Update: something like this it looks like? https://github.com/bestiejs/benchmark.js/blob/master/benchmark.js#L1606
I had a similar problem, in that setInterval
could not be relied on to "keep time" over a long period. My solution was the snippet below: (in coffee script, compiled js is in the link at the end)
It provides a drop in replacement for setInetrval that will stay very close to keeping time. With it, you can do this:
accurateInterval(1000 * 60 / bpm, callbackFunc);
See my use case and example that syncs visuals with a provided BPM to a youtube video here: http://squeegy.github.com/MandalaTron/?bpm=64&vid=EaAzRm5MfY8&vidt=0.5&fullscreen=1
accurateInterval code:
# Accurate Interval, guaranteed not to drift!
# (Though each call can still be a few milliseconds late)
window.accurateInterval = (time, fn) ->
# This value is the next time the the timer should fire.
nextAt = new Date().getTime() + time
# Allow arguments to be passed in in either order.
if typeof time is 'function'
[fn, time] = [time, fn]
# Create a function that wraps our function to run. This is responsible for
# scheduling the next call and aborting when canceled.
wrapper = ->
nextAt += time
wrapper.timeout = setTimeout wrapper, nextAt - new Date().getTime()
fn()
# Clear the next call when canceled.
wrapper.cancel = -> clearTimeout wrapper.timeout
# Schedule the first call.
setTimeout wrapper, nextAt - new Date().getTime()
# Return the wrapper function so cancel() can later be called on it.
return wrapper
get the coffee script and js here: https://gist.github.com/1d99b3cd81d610ac7351
This post might be relevant:
- Is there a more accurate way to create a Javascript timer than setTimeout?
The gist is that you run a function in your setInterval()

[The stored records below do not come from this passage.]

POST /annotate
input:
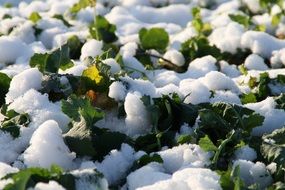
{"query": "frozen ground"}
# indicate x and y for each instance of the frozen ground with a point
(224, 59)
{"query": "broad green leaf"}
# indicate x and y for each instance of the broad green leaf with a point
(273, 147)
(78, 107)
(93, 74)
(248, 98)
(4, 87)
(199, 47)
(97, 76)
(81, 5)
(101, 29)
(84, 138)
(281, 79)
(146, 159)
(277, 186)
(35, 17)
(276, 19)
(75, 46)
(241, 19)
(60, 17)
(243, 69)
(51, 62)
(13, 121)
(206, 144)
(182, 139)
(154, 38)
(28, 178)
(280, 100)
(238, 182)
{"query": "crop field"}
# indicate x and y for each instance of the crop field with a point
(142, 95)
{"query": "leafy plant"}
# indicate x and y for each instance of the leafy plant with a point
(81, 5)
(28, 178)
(35, 17)
(4, 87)
(53, 61)
(84, 138)
(154, 38)
(101, 29)
(13, 121)
(273, 150)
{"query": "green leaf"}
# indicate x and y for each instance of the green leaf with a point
(230, 116)
(248, 98)
(51, 62)
(277, 186)
(154, 38)
(241, 19)
(84, 138)
(13, 121)
(273, 147)
(196, 12)
(206, 144)
(35, 17)
(243, 69)
(146, 159)
(280, 100)
(4, 87)
(75, 46)
(281, 79)
(276, 19)
(53, 86)
(80, 5)
(78, 107)
(28, 178)
(103, 30)
(60, 17)
(225, 179)
(182, 139)
(197, 47)
(238, 182)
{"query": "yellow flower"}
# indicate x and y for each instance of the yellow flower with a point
(93, 74)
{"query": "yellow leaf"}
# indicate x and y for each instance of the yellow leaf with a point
(93, 74)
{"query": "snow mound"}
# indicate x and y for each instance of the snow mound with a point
(47, 148)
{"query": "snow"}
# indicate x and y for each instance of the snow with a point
(278, 58)
(175, 57)
(40, 109)
(215, 80)
(245, 153)
(274, 118)
(147, 175)
(115, 67)
(201, 66)
(12, 48)
(137, 120)
(252, 173)
(116, 165)
(227, 38)
(261, 43)
(89, 179)
(255, 62)
(117, 91)
(184, 156)
(194, 91)
(207, 79)
(47, 148)
(51, 185)
(29, 79)
(190, 178)
(91, 48)
(6, 169)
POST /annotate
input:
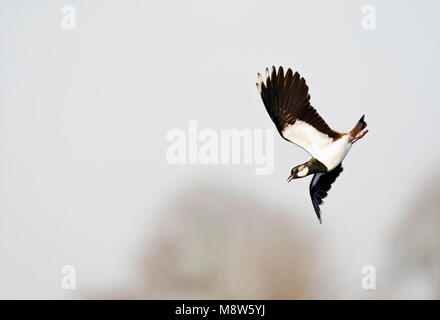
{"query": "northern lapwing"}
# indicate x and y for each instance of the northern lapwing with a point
(287, 100)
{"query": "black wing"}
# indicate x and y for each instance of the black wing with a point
(320, 185)
(286, 98)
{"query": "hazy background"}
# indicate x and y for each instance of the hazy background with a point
(84, 181)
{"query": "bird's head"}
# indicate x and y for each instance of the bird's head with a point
(299, 172)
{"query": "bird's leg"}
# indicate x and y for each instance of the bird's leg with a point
(360, 136)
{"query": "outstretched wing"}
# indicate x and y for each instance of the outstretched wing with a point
(287, 101)
(320, 185)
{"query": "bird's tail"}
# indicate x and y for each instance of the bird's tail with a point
(361, 125)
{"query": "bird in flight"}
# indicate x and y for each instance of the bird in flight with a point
(287, 100)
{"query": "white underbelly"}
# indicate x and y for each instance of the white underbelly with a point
(335, 152)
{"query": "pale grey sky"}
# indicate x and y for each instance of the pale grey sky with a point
(84, 114)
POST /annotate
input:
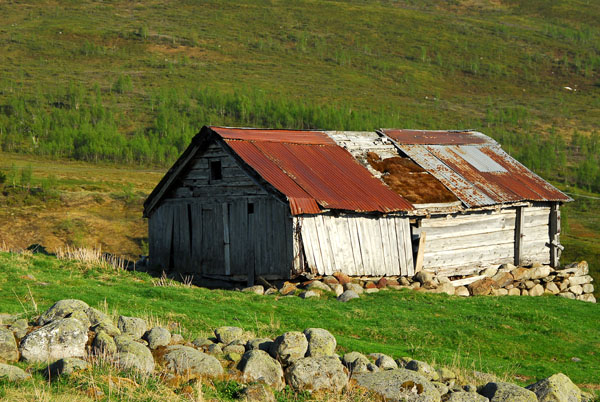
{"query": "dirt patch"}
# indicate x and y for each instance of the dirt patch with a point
(410, 180)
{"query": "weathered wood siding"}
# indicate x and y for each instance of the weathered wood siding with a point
(225, 227)
(357, 245)
(463, 244)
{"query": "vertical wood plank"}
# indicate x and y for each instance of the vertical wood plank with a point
(519, 219)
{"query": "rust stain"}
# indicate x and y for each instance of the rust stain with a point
(410, 180)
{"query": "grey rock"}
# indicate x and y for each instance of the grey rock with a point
(61, 338)
(13, 373)
(227, 335)
(506, 392)
(157, 336)
(133, 355)
(66, 367)
(348, 295)
(424, 369)
(264, 344)
(324, 373)
(466, 397)
(354, 287)
(104, 344)
(289, 347)
(257, 365)
(133, 326)
(556, 388)
(320, 342)
(62, 309)
(356, 362)
(8, 345)
(186, 360)
(399, 385)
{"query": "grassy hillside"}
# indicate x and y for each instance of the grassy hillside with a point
(513, 337)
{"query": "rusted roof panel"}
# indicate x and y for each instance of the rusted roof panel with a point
(435, 137)
(287, 136)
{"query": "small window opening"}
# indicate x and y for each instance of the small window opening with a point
(215, 170)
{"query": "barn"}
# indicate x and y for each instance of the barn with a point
(243, 203)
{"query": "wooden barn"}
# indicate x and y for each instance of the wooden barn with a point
(241, 203)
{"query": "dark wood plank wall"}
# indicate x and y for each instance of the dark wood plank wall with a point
(225, 227)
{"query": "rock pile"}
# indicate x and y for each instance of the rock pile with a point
(71, 336)
(572, 281)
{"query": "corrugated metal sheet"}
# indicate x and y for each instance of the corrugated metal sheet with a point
(304, 171)
(474, 167)
(434, 137)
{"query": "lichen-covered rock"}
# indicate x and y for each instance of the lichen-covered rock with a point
(320, 342)
(61, 338)
(556, 388)
(466, 397)
(324, 373)
(62, 309)
(8, 345)
(227, 335)
(13, 373)
(264, 344)
(424, 369)
(348, 295)
(104, 344)
(184, 360)
(257, 365)
(506, 392)
(356, 362)
(157, 336)
(66, 366)
(289, 347)
(133, 326)
(399, 385)
(133, 355)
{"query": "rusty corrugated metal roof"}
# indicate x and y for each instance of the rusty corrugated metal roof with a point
(474, 167)
(309, 166)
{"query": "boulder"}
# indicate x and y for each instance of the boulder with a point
(66, 366)
(347, 296)
(257, 365)
(318, 285)
(60, 338)
(257, 289)
(324, 373)
(62, 309)
(8, 345)
(320, 342)
(506, 392)
(13, 373)
(481, 287)
(133, 326)
(184, 360)
(289, 347)
(356, 362)
(423, 277)
(227, 335)
(537, 290)
(423, 368)
(466, 397)
(133, 355)
(354, 287)
(104, 344)
(399, 385)
(264, 344)
(257, 393)
(556, 388)
(157, 336)
(521, 274)
(309, 294)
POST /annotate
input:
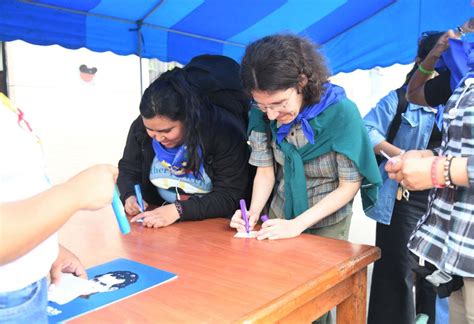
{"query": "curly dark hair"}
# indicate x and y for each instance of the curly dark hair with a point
(280, 62)
(174, 97)
(426, 42)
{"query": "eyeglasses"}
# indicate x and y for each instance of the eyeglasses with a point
(427, 34)
(279, 107)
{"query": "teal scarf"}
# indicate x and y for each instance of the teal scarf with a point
(339, 128)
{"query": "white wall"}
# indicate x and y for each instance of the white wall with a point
(80, 123)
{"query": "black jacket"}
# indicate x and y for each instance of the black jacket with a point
(226, 155)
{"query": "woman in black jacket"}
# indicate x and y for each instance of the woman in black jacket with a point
(190, 157)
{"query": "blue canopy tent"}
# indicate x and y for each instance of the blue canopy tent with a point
(353, 33)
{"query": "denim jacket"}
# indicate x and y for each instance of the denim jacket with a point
(414, 133)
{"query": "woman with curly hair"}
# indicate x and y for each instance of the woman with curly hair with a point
(308, 142)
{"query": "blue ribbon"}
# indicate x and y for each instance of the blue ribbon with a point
(459, 59)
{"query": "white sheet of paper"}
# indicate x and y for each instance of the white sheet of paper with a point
(69, 288)
(252, 234)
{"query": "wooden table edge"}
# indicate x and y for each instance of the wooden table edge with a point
(284, 305)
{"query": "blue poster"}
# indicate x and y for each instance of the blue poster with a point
(115, 280)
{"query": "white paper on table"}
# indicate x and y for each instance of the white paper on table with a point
(69, 288)
(252, 234)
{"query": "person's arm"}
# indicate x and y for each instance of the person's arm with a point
(349, 183)
(130, 169)
(66, 262)
(416, 173)
(416, 92)
(230, 175)
(26, 223)
(377, 122)
(263, 184)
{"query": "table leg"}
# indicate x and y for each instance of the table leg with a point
(353, 309)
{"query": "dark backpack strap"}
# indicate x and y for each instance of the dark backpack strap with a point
(397, 120)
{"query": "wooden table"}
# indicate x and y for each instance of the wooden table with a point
(223, 279)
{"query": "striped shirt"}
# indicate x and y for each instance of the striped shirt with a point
(445, 234)
(322, 173)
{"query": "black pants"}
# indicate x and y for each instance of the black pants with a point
(391, 293)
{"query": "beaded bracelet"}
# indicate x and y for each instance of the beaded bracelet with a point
(179, 207)
(434, 166)
(425, 71)
(447, 172)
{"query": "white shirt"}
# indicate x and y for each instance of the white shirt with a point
(22, 175)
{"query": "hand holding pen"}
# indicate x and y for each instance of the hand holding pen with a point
(132, 204)
(238, 221)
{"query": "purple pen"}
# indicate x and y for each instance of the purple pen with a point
(243, 209)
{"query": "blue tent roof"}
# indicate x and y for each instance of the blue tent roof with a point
(353, 33)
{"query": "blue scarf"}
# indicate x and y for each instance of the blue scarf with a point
(332, 95)
(459, 59)
(175, 159)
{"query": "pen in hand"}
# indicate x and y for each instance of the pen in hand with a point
(390, 159)
(138, 194)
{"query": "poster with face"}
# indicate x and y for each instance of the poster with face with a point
(108, 283)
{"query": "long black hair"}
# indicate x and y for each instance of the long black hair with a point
(425, 44)
(279, 62)
(173, 97)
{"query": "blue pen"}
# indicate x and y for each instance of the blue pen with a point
(243, 209)
(117, 206)
(138, 193)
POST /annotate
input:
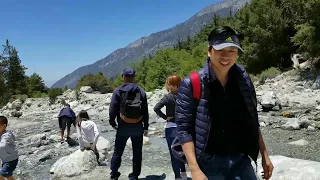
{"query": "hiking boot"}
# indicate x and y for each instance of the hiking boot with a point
(132, 177)
(115, 176)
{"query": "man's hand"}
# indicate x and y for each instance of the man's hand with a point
(267, 167)
(169, 118)
(198, 175)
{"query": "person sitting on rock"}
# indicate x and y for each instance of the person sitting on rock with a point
(87, 133)
(169, 100)
(129, 106)
(66, 118)
(216, 115)
(8, 153)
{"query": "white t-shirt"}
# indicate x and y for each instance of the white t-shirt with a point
(88, 134)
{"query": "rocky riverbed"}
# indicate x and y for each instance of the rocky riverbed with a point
(288, 110)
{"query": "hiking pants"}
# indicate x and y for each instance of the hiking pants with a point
(120, 143)
(177, 165)
(219, 166)
(64, 122)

slightly faster than your tempo, for example, every 100ms. Long example short, you can track whether or not it's time to play a "beat" by checking the value of (new Date()).getMilliseconds()
and seeing if the equivalent of one beat in milliseconds has passed instead of relying on the not-so-accurate setTimeout
or setInterval
functions.
Even with that, music itself, unless generated by a computer, might not have perfect or consistent tempo, so accounting for mistimed beats could be a hurdle for you, which may be why using audio analysis to find where the actual beats are going to happen could be a better route.